# Portrait photography instructional video for beginners



## MikeBrehaut (Dec 28, 2013)

Hi all

I'm a professional photographer from Guernsey and I've made a short instructional video on how to get the best portraits using mainly natural light (some off camera flash work) 

Please have a look and let me know what you think?

Creative Video | Creative Photography

Cheers
Mike


----------



## Tee (Dec 28, 2013)

I took a look for grins and giggles and thought you did a really nice job of explaining things for the beginner.


----------



## EOV (Dec 28, 2013)

Being pretty new I found your video very informative. You did a good job, thank you.


----------



## KGMB (Dec 28, 2013)

Enjoyed it very much. Thanks for sharing your knowledge.


----------



## MikeBrehaut (Dec 28, 2013)

Thanks very much for all of your kind words, I'll be making more soon on different topics


----------



## John_Kelvin (Dec 29, 2013)

Thank you a lot


----------



## cgw (Dec 30, 2013)

So many instructional videos never approach the practical balance between "show me/tell me" this one does.


----------



## MikeBrehaut (Dec 30, 2013)

cgw said:


> So many instructional videos never approach the practical balance between "show me/tell me" this one does.
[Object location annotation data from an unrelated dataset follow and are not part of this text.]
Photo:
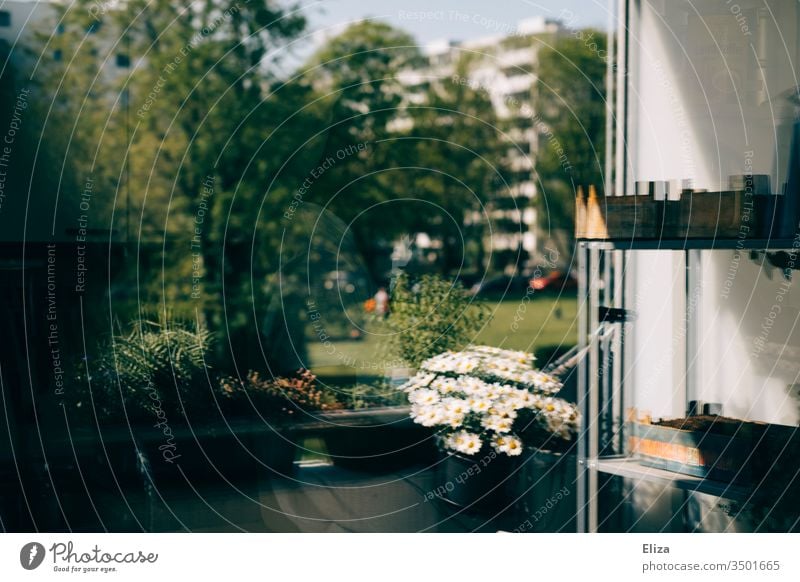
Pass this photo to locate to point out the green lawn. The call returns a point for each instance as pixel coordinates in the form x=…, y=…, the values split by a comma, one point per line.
x=540, y=323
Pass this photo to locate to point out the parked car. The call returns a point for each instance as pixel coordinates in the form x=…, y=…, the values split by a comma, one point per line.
x=502, y=286
x=555, y=281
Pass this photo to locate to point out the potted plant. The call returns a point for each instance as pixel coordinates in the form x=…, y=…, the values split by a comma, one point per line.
x=374, y=432
x=282, y=407
x=487, y=406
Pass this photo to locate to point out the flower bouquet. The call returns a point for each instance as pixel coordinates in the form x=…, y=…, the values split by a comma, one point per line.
x=491, y=400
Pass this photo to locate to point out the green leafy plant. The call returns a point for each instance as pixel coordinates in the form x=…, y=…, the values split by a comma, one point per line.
x=431, y=315
x=363, y=396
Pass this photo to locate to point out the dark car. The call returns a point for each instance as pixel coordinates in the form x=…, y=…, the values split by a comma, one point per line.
x=502, y=286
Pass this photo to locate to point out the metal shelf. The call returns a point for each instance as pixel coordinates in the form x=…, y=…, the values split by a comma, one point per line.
x=633, y=469
x=683, y=244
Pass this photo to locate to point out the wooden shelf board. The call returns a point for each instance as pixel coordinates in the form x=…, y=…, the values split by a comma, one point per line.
x=633, y=469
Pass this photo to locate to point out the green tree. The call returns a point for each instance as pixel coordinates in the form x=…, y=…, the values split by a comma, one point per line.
x=459, y=148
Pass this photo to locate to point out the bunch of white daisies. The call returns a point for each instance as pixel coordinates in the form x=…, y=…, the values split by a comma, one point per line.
x=488, y=395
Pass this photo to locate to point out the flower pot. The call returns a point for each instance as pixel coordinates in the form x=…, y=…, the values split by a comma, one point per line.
x=544, y=492
x=375, y=439
x=483, y=482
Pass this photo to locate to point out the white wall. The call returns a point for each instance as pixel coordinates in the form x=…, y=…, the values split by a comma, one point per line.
x=709, y=85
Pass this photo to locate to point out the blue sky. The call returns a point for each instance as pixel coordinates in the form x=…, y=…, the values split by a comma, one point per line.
x=452, y=19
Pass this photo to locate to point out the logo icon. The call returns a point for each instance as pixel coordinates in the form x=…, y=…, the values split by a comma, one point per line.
x=31, y=555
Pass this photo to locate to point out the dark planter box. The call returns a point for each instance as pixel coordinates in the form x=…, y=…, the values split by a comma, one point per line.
x=482, y=483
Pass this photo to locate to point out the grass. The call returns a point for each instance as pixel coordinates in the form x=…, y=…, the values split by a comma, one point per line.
x=542, y=322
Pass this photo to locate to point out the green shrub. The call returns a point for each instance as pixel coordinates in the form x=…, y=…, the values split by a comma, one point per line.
x=278, y=398
x=157, y=369
x=431, y=315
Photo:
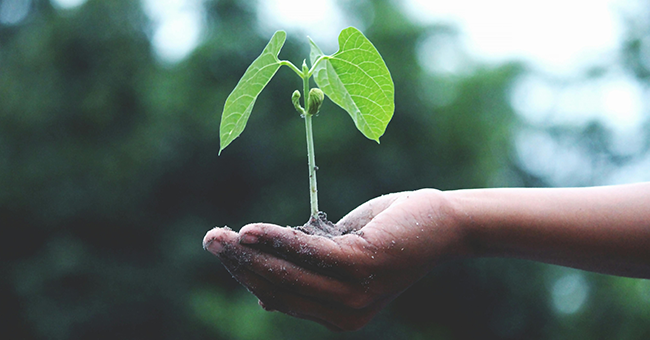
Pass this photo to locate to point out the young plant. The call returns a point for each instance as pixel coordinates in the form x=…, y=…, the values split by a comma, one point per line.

Thank you very much, this kind of feedback makes me want to go and make another right now


----------



## NedM (Dec 31, 2013)

Very informative video on portraiture photography. As someone who wants to learn more about this subject, this really helped a lot!


----------



## Sharkbait0708 (Dec 31, 2013)

Thanks!!


----------



## Derrel (Dec 31, 2013)

I watched the video. Get rid of the bloke with the Bri'ish accent and fill all seven minutes with the lovely Courtney and you'd really have something! ;-)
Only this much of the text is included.